The splicing inhibitor Spliceostatin A downmodulates Mcl-1 expression and induces a potent apoptotic response in Chronic Lymphocytic Leukaemia cells

Marta Larrayoz1,Stuart J Blakemore1,Rachel Dobson1,Matthew JJ Rose-Zerilli1,Renata Walewska2,Matthew D Blunt1,Minoru Yoshida3,David Oscier2,Mark S Cragg1,Andrew J Steele1,Jonathan C Strefford1

1Cancer Sciences Unit, Faculty of Medicine, University of Southampton, Southampton, UK,2Department of Haematology, Royal Bournemouth Hospital, Bournemouth, UK,3Cehmical Genomics Group, RIKEN Center for Sustainable Resource Science, Wako, Japan

Presenting date: Wednesday 4 November
Presenting time: 10.30-10.45


The pro-survival Bcl-2 family member Mcl-1 is expressed in chronic lymphocytic leukaemia (CLL), with high protein expression correlated with progressive disease. Nonetheless, Mcl-1 antagonists have shown limited effects. The SF3B1 inhibitor spliceostatin A (SSA), is known to regulate Mcl-1, so we assessed the ability of SSA to elicit apoptosis in CLL.


Primary CLL cells, normal lymphocytes and Ramos cells were exposed to increasing concentrations of SSA and apoptosis and downstream signalling evaluated by flow cytometry and immunoblotting, respectively. Next, we explored whether Bcl-xL expression was a resistance mechanism for SSA by inducing the protein with IL-4/CD40L and whether the combination of SSA with the Bcl-2/Bcl-xL inhibitor ABT-263 presented any additive/synergistic effects within the CLL cells.

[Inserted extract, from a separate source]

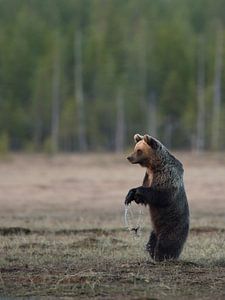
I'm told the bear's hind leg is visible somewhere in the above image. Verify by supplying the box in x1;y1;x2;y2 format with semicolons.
146;231;157;259
154;239;182;261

SSA induced apoptosis of CLL cells at low nanomolar concentrations in a dose-, time- and caspase-dependent manner, but independently of SF3B1 mutational status and progressive disease markers. However, normal B and T cells were significantly more resistant to SSA treatment than CLL samples (P=0.002). SSA-induced apoptosis was proceeded via an increase in MCL-1 gene splicing from the MCL-1L isoform into the MCL-1S isoform which resulted in a subsequent decrease in Mcl-1L protein expression (P?0.001). The role of Mcl-1 in regulating SSA-induced apoptosis was also observed in Ramos cells where over-expression of non-spliceable Mcl-1L, significantly protected them from SSA-induced apoptosis. SSA-induced apoptosis of CLL cells treated with CD40L and IL-4, factors known to induce Mcl-1 and prosurvival Bcl-xL, was significantly reduced. Therefore, to explore possible strategies for overcoming this resistance, we investigated combining SSA with ABT-263 and showed that dual exposure to both inhibitors significantly increased apoptosis, overcoming the protective effects of IL-4/CD40L.


SSA has a potent apoptotic effect on CLL cells through Mcl-1 inhibition. SSA alone or in combination with Bcl-2/Bcl-xL antagonists may have therapeutic utility for this incurable leukaemia.